IntroR

Brief introduction to using R

This brief intro is not meant to teach you everything about R. In fact, this document itself will teach you almost nothing about using R to do statistics. This page is meant to help you get a copy of R up and running, and teach you how to give commands to R to make it do what you want. We’ll also introduce some of the most commonly-used data types, operations, and functions. We’ll suggest some commands to try so that you can get used to the basics of R.

Try out the command line

R is a command line program, which means that you interact with it by typing commands on the line with the “>” prompt. There are no menus or keyboard shortcuts in R.

Open R (or Rstudio) and you should see a window (called the Console) with some plain text indicating the version of R and copyright information. At the bottom of this will be a prompt – it looks like a “greater than” sign:

>

Click the console window at the prompt to put the cursor there. Now you type R commands. Try it out by typing 2+2 at the prompt and hit the return key on your keyboard.

> 2+2

(We show the prompt here, but you don’t type it.) You should have gotten an answer that looks like:

[1] 4

The answer is 4. The [1] just tells us that this is the first part, or “element”, of the answer. (This particular answer has only one part, but later we’ll show you that answers can have more than one element.)

Basic arithmetic in R

Of course, R can do more than addition. R does multiplication (with the asterisk * ), division (with / ), subtraction (with - ), and exponents (with ^ ). Pieces of the calculation that are in parentheses will be evaluated before operations outside the parentheses. So, for example, try the following commands:

> 2+3
> 2 * 3
> 2 ^ 3
> 2 / 3
> 2^(4+1)
> (2^4) + 1

You should obtain the following answers:

> 2+3
[1] 5
> 2 * 3
[1] 6
> 2 ^ 3
[1] 8
> 2 / 3
[1] 0.6666667
> 2^(4+1)
[1] 32
> (2^4) + 1
[1] 17

Functions

R has many functions that contain instructions for doing something to an argument. (An “argument” of a function is just the name of the variable you want it to work on, and any additional options you might want to set.) Functions in R do many, many things, including basic arithmetic like square roots, logs, and exponentiation.

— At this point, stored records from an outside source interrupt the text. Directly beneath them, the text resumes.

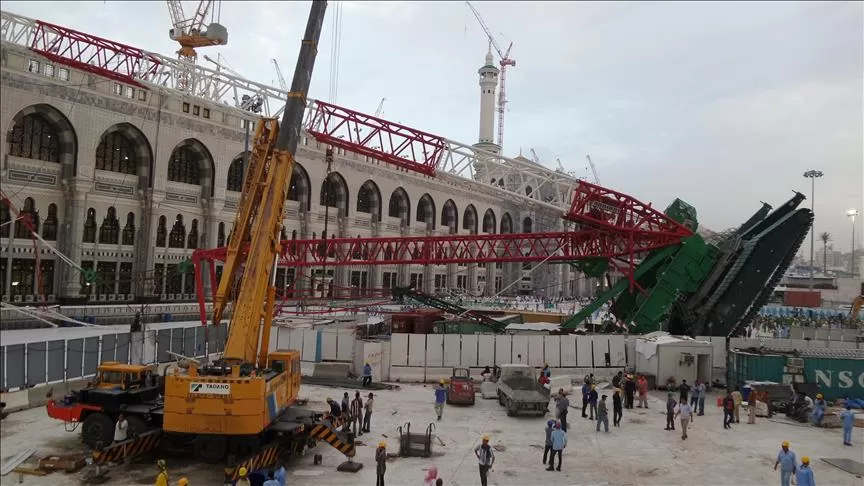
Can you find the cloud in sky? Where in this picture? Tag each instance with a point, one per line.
(721, 104)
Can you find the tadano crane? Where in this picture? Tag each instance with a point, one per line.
(504, 61)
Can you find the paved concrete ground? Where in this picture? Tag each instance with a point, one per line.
(640, 452)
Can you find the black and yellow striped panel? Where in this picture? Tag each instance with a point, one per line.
(265, 458)
(128, 449)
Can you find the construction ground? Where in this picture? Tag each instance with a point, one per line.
(639, 452)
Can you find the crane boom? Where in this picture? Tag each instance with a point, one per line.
(260, 217)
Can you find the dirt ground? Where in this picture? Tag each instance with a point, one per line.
(639, 452)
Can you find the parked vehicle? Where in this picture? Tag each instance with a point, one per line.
(461, 387)
(520, 391)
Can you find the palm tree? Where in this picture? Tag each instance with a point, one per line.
(825, 237)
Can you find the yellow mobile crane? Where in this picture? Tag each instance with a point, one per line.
(232, 406)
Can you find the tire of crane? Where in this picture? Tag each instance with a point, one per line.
(244, 445)
(210, 448)
(97, 430)
(135, 426)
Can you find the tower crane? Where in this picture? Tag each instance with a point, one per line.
(282, 83)
(191, 33)
(593, 169)
(380, 108)
(504, 61)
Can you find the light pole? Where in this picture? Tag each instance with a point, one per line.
(852, 213)
(812, 175)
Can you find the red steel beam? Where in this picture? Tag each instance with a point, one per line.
(442, 250)
(93, 54)
(395, 144)
(598, 207)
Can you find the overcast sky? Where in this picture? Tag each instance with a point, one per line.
(721, 104)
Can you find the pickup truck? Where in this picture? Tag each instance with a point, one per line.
(519, 390)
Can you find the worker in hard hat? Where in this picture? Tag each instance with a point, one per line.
(380, 462)
(804, 476)
(244, 477)
(786, 461)
(440, 397)
(162, 476)
(818, 410)
(485, 457)
(848, 420)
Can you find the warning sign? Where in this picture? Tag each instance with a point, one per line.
(210, 388)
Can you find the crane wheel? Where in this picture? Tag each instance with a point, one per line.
(243, 446)
(209, 448)
(136, 425)
(97, 431)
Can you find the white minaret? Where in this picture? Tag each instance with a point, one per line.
(488, 85)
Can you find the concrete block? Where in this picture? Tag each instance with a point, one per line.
(408, 374)
(19, 400)
(399, 350)
(568, 350)
(486, 350)
(452, 349)
(417, 350)
(536, 355)
(468, 350)
(331, 370)
(434, 350)
(552, 350)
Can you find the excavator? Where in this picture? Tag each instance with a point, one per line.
(244, 402)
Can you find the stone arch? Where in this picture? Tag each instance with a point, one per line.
(369, 200)
(400, 206)
(334, 193)
(506, 223)
(236, 173)
(426, 211)
(450, 216)
(490, 224)
(191, 163)
(125, 149)
(300, 188)
(469, 219)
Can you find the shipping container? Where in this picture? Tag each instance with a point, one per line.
(839, 373)
(802, 298)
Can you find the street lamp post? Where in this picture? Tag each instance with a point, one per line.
(812, 175)
(852, 213)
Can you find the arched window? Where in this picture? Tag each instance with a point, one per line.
(192, 239)
(161, 232)
(184, 166)
(129, 230)
(49, 229)
(109, 232)
(90, 227)
(178, 233)
(27, 211)
(6, 221)
(34, 137)
(235, 175)
(117, 154)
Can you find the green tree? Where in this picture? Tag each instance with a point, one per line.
(825, 237)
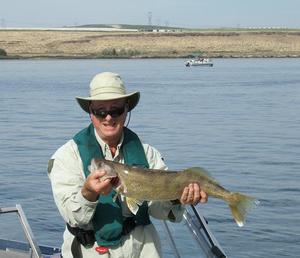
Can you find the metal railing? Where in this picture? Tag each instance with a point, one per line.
(200, 231)
(34, 248)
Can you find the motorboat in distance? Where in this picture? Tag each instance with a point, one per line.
(199, 62)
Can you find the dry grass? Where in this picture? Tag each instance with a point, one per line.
(148, 44)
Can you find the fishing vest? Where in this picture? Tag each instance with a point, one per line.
(108, 218)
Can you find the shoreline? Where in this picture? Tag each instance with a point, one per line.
(60, 44)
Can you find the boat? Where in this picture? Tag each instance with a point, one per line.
(199, 62)
(193, 221)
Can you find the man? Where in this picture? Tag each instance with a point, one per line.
(95, 223)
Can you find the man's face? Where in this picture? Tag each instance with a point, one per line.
(108, 118)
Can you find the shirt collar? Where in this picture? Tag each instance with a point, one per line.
(105, 148)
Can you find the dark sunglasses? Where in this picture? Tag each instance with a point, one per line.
(115, 112)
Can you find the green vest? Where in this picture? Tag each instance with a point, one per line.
(108, 219)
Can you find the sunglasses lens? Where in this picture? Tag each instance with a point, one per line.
(116, 112)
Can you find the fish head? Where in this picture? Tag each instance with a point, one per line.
(102, 164)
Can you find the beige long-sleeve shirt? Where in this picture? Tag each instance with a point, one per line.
(67, 178)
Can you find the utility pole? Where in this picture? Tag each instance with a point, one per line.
(150, 18)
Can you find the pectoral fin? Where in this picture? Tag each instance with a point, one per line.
(133, 205)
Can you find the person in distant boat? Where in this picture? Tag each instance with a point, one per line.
(95, 223)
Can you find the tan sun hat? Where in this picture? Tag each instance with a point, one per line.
(108, 86)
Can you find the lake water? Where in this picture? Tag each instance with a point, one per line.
(240, 120)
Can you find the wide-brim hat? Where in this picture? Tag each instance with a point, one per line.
(108, 86)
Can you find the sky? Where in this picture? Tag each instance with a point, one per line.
(176, 13)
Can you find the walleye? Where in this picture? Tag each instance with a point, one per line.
(139, 185)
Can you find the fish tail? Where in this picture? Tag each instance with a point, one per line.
(239, 205)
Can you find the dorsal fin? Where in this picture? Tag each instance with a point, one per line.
(202, 172)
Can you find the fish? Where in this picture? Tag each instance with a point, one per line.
(140, 184)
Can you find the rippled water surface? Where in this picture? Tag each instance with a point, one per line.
(239, 119)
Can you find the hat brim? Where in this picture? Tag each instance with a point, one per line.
(133, 99)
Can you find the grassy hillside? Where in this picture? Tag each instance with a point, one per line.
(144, 44)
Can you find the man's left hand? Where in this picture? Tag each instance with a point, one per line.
(192, 194)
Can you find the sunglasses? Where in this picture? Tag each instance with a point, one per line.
(114, 112)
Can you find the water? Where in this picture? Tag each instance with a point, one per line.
(240, 120)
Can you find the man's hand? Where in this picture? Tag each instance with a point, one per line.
(95, 185)
(192, 194)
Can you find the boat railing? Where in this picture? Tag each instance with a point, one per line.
(34, 250)
(200, 231)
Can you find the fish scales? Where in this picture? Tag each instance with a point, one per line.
(139, 185)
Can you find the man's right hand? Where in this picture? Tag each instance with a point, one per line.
(94, 186)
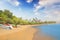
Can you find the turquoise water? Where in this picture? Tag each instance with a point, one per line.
(51, 30)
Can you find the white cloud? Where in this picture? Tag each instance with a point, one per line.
(29, 1)
(14, 2)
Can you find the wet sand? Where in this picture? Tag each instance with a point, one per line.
(24, 32)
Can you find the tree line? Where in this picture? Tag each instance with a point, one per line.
(7, 17)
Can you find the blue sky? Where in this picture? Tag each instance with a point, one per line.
(27, 9)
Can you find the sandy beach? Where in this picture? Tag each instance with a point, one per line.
(23, 32)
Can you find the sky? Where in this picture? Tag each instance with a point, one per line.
(42, 9)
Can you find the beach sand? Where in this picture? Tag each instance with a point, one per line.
(24, 32)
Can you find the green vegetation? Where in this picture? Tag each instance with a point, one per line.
(7, 17)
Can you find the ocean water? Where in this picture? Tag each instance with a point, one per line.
(51, 30)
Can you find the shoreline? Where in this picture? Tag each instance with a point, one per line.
(24, 32)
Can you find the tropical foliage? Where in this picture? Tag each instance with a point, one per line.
(7, 17)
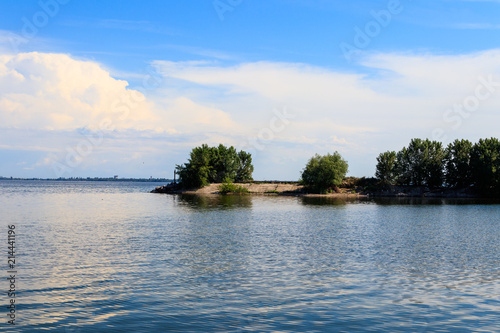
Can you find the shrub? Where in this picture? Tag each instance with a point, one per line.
(229, 187)
(324, 172)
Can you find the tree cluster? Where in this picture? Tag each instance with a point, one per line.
(215, 165)
(323, 173)
(461, 164)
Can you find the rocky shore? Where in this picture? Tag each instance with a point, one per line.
(277, 188)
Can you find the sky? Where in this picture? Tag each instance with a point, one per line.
(128, 88)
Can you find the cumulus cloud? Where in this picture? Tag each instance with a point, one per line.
(359, 114)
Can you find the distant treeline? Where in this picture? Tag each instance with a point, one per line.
(462, 164)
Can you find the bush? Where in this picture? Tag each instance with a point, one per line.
(213, 165)
(322, 173)
(229, 187)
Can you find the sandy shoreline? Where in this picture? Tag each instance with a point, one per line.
(270, 189)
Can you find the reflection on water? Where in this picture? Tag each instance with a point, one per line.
(115, 259)
(327, 200)
(214, 201)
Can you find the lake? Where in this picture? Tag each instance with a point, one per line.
(111, 257)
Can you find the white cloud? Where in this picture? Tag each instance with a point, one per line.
(399, 96)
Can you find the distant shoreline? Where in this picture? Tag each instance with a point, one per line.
(147, 180)
(294, 189)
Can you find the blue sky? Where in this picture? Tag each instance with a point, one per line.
(94, 88)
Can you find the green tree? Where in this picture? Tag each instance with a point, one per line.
(386, 167)
(457, 163)
(421, 163)
(214, 165)
(324, 172)
(485, 165)
(245, 168)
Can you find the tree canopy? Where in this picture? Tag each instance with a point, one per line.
(324, 172)
(461, 164)
(215, 165)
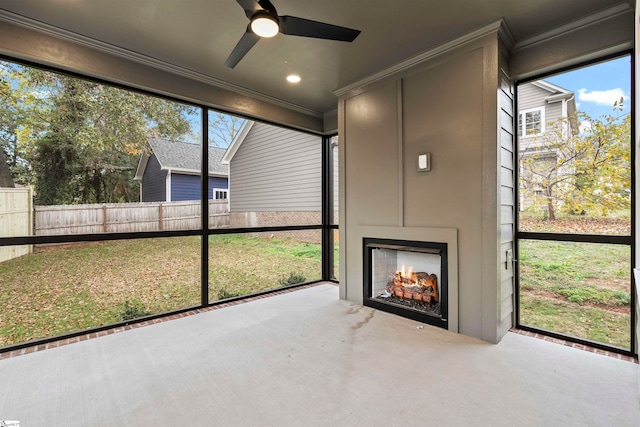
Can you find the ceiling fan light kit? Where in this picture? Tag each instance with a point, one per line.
(265, 22)
(264, 25)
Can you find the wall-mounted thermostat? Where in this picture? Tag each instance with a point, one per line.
(424, 162)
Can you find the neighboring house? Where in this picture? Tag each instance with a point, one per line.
(543, 107)
(275, 176)
(169, 171)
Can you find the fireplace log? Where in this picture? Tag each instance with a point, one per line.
(423, 287)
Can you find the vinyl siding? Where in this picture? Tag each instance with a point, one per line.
(184, 187)
(531, 96)
(153, 182)
(276, 169)
(187, 187)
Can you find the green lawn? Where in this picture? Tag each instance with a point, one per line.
(578, 289)
(70, 288)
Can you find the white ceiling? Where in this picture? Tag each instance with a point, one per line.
(198, 35)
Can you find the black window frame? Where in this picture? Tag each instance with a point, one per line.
(326, 226)
(629, 240)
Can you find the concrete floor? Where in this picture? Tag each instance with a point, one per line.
(308, 358)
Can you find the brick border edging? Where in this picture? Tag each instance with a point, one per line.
(136, 325)
(574, 345)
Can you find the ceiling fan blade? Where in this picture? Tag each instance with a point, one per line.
(250, 7)
(247, 41)
(293, 26)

In R, you use a function by typing its name on the command line of the console, followed by one or more arguments in parentheses.

For example, the function sqrt( ) takes square roots. Type in:

> sqrt(4)

You should see the following answer

[1] 2

To take the natural log of a number (log base e), use log( ):

> log(1.4)

And to find the value of e raised to the power of the argument, use exp( ):

> exp(0.3364722)

The function log( ) can take more than one argument, separated by commas. By default, log( ) uses base e, but by adding an argument you can tell the function to use a different base. For example, to find the log base 10 of 100, type:

> log(100, base = 10)

Your answer should be

[1] 2

If you provide the arguments in precisely the order that R expects, then you can give the arguments without naming them.

> log(100, 10)
[1] 2

Otherwise, you need to name the arguments (and when you name them, you can use them in any order).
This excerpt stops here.